Chairman of the Cherkasy Oblast Council
- In office 3 September 1991 – April 1992
- Preceded by: Volodymyr Shapoval
- Succeeded by: Hennadiy Kapralov [uk]

Personal details
- Born: Kostiantyn Pylypovych Yastrub 25 February 1935 Honoratka [uk], Vinnytsia Raion, Ukrainian SSR, Soviet Union
- Died: 20 January 2022 (aged 86)
- Party: CPSU

= Kostiantyn Yastrub =

Ukrainian politician (1935–2022)

Kostiantyn Pylypovych Yastrub (Костянтин Пилипович Яструб; 25 February 1935 – 20 January 2022) was a Ukrainian politician. A member of the Communist Party, he served as Chairman of the Cherkasy Oblast Council from 1991 to 1992. He died on 20 January 2022, at the age of 86.

== Biography ==
He was born in the family of an employee.

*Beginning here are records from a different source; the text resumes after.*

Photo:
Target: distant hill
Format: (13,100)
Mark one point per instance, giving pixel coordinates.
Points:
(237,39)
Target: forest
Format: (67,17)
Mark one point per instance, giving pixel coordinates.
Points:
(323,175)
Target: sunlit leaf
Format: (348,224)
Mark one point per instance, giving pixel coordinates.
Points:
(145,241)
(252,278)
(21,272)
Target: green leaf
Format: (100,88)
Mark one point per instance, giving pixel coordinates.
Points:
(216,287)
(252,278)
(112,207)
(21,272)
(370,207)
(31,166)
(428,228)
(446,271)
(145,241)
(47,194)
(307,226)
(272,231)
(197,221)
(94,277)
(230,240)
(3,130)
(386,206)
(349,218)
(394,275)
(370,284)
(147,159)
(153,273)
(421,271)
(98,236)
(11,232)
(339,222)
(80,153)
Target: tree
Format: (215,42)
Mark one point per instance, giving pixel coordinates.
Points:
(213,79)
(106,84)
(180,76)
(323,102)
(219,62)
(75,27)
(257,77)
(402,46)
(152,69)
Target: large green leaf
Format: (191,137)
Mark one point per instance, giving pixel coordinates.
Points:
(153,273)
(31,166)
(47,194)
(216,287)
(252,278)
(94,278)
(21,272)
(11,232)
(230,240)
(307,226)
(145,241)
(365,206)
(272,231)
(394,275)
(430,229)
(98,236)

After graduating from school, he entered the Horodyshche Agricultural Technical College. Then he graduated from the Ukrainian Agricultural Academy, obtained the specialty of scientist-agronomist.

He started working in 1959 as a shift agronomist-technologist at the Lebedynskyi seed plant of the Shpola district of the Cherkasy region. Member of the CPSU.

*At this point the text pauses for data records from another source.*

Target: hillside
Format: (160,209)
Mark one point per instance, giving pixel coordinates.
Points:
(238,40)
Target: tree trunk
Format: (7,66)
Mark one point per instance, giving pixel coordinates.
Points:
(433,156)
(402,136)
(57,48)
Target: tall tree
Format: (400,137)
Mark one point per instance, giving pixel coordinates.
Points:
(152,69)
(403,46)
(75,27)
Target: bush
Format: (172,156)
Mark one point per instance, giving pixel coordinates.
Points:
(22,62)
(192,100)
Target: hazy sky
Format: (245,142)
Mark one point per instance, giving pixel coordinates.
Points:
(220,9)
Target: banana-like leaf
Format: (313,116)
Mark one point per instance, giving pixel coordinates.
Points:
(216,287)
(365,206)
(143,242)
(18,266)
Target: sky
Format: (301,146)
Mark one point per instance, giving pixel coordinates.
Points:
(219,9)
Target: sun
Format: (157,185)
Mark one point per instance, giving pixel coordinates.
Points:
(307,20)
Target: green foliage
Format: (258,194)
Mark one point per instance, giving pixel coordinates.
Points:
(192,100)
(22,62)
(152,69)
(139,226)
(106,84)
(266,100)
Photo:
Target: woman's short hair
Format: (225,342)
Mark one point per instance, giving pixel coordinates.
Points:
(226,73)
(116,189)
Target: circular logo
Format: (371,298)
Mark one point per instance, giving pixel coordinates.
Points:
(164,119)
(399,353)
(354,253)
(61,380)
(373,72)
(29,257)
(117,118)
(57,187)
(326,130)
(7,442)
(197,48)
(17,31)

In the 1970s, he worked in the Department of Agriculture of the Cherkasy Regional Executive Committee, was the deputy head, and for six years the head of the Department of Agriculture. Was in party work: instructor, head of department of the Cherkasy Regional Committee of the Communist Party of Ukraine.

In 1982, he graduated from the Academy of Social Sciences under the Central Committee of the CPSU in Moscow.

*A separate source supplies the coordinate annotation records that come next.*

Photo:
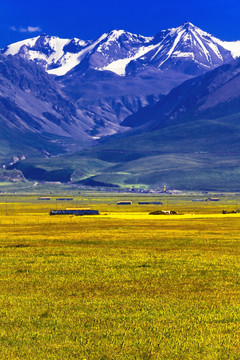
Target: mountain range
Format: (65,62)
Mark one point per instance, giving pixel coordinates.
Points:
(168,103)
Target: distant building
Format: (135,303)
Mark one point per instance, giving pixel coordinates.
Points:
(124,203)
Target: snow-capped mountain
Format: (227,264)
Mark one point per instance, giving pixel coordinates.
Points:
(185,49)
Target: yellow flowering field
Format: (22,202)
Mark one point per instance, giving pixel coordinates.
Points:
(120,285)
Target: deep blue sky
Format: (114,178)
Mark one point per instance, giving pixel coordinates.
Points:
(90,18)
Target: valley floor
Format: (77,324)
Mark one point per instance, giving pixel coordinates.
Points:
(121,285)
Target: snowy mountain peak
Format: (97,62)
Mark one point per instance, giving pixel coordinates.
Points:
(186,49)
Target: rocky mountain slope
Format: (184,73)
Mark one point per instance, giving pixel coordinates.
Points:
(36,117)
(117,74)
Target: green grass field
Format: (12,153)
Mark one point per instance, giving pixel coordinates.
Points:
(121,285)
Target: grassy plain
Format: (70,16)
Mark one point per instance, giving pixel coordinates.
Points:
(122,285)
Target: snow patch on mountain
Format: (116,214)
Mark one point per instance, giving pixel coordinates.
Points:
(114,51)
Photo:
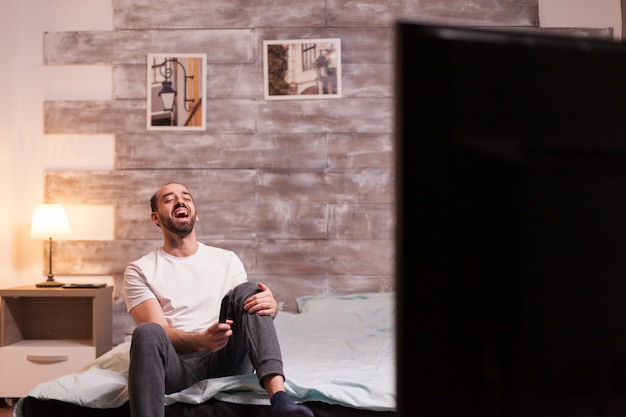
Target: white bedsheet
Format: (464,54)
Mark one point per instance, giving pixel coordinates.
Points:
(339,350)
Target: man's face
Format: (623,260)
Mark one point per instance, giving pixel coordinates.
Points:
(176,211)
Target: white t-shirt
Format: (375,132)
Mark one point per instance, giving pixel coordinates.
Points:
(189,289)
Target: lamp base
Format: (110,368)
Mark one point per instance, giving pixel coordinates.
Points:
(50,282)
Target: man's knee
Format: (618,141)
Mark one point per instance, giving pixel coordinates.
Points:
(148,333)
(244,290)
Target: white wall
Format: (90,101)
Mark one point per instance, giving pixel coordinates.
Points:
(25,152)
(581,13)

From 1982 to 1991, he was the secretary of the Cherkasy Regional Committee of the Communist Party of Ukraine on Agriculture.

In March - September 1991 he was the 1st Deputy Chairman of the Executive Committee of the Cherkasy Oblast Council of People's Deputies.

From September 1991 to April 1992, he was the chairman of the Cherkasy Oblast Council of People's Deputies and its executive committee.